Most of the princes of Germany, who had favored the reformation, established that worship of God in their territories, which they approved; and suppressed the rites of the Papal church. Almost half the Germanic body revolted from the Papal see. And in the cities, which followed not this example, the Papal authority was much weakened. The emperor was troubled at the prevalence of the reformation. He viewed it unfavorable to that plan of dominion over the princes of Germany, which he had secretly in view. And the tol

erance, which the urgency of his affairs abroad had obliged him to give to it, had offended the Papal powers.

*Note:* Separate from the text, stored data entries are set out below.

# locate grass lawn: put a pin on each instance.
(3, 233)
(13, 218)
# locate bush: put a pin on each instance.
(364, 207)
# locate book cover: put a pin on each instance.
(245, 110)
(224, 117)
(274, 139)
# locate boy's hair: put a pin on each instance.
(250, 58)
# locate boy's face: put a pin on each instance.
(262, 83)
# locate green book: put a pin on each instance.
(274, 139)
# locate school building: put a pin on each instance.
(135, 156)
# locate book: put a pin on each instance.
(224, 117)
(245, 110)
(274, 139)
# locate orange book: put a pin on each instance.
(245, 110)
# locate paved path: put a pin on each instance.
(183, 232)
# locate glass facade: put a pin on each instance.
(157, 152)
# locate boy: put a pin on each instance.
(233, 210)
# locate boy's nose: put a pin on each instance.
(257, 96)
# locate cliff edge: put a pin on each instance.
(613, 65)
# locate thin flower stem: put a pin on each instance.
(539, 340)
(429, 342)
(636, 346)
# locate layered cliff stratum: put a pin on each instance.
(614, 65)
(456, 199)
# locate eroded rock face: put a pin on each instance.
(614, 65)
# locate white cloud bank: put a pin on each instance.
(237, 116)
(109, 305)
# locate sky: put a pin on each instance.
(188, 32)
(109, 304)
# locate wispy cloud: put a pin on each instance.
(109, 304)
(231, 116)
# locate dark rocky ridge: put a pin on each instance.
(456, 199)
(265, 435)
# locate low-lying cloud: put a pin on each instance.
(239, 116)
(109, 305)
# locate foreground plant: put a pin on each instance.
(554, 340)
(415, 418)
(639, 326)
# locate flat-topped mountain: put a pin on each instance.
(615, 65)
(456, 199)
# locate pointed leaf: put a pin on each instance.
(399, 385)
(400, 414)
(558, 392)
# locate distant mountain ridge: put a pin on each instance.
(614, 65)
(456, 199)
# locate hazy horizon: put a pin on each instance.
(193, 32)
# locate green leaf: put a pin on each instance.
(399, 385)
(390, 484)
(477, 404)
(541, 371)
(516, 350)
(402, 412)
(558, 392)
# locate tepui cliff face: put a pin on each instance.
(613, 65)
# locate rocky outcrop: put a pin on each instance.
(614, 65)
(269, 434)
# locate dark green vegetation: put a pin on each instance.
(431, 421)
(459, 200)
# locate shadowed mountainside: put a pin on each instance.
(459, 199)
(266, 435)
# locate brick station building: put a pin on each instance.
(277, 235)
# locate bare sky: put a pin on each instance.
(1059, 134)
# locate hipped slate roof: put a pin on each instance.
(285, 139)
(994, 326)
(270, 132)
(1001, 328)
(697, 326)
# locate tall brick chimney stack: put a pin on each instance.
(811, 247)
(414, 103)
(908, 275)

Charles therefore assembled the diet at Spires in 1529, and demanded of them an order, that the innovations of religion should spread no further among those, who were now Papists, till a meeting of a general council. After much debate, a majority of votes was obtained in the diet for this purpose. Upon this, the elector of Saxony, the margrave of Brandenburg, the landgrave of Hesse, the duke of Lunenburg, the prince of Anhalt, with the deputies of fourteen Imperial and free cities, entered their solemn protest against the decree, as unjust and impious; and they hence obtained the name of Protestants.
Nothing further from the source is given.